Yes I have! Though slightly more FTE than that, and due to mix of caring responsibilities and long-term health issues with similar reasons to those you have given.
Moving to PT working definitely does work for me as way of reclaiming my life from overwork - mainly because it acts as a very effective tool to say no to extra stuff (which, as you will know from bitter experience, just tends to endlessly accumulate when you're FT in academia). Whatever the extra thing under discussion is - say a meeting taking place on a day you are not contracted to work, or a responsibility that would take you over your allotted hours - you can simply say no. If you have been used to being walked over for years, that act of saying no without guilt is very empowering. So too is putting up your autoreply on your days off.
It's important, though, to clearly agree with your line manager beforehand which existing responsibilities exactly you are giving up (e.g. modules x + y + admin responsibility z). But if you occasionally want to spend a day off doing some research, knowing that you are doing it as a hobby for personal interest, not for your employer, also feels empowering. Finally, for tax reasons, your monthly take home pay will be reduced by slightly less than your hours are, and you'll also save on commuting/lunch/union subs.
Frankly I wish I'd made the move years ago when my family were younger (though I couldn't really have afforded to then). I'm a dad by the way - I don't know any other male academics who've taken this step, but more dads working PT has got to be good for gender equality.
An additional advantage that I hadn't considered before going PT is that, if in future you do want to earn some extra cash, you could temporarily take on some hourly paid teaching work for another university. Again very empowering (if not very lucrative), as you would be doing the extra work on your terms, and somewhere you aren't taken for granted, rather than feeling a sense of having to give everything to your main employer to justify your FT salary.
One caveat however: I would be a bit more hesitant to recommend PT working to a HoD, as I imagine that the nature of the job means that decisions sometimes need to be made at unpredictable times, so there is a danger you could indeed end up working more hours than you are paid for. So if I were you, I would be looking for a way to resign from HoDship as part of your PT move.
But frankly given that most academics work more hours than they are paid for anyway, even if you can't immediately give up the HoD position it would be much better for your wellbeing to say work 0.7 FTE hours for 0.5 pay rather than work 1.2 FTE hours for 1.0 pay and feel exhausted the whole time.

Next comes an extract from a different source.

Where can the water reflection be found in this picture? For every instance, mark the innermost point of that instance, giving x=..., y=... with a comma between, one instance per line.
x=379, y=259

I totally agree that it's healthiest to treat academia as a job. To some extent it's also a vocation for me, but I don't identify with the dominant idea today of academia as a career. Personally I have always avoided any promotion beyond SL, and regard that as, rather than languishing, providing a healthy distance from toxic politics, enabling me to concentrate as far as possible on the things I still enjoy about the job, ie teaching, mentoring, research, conferences - anything where I get to engage with the actual content of my subject, rather than all the rubbish that surrounds UK higher education today. If you're going to be marginalised anyway, it's better to be marginalised but happy. Good luck and go for it!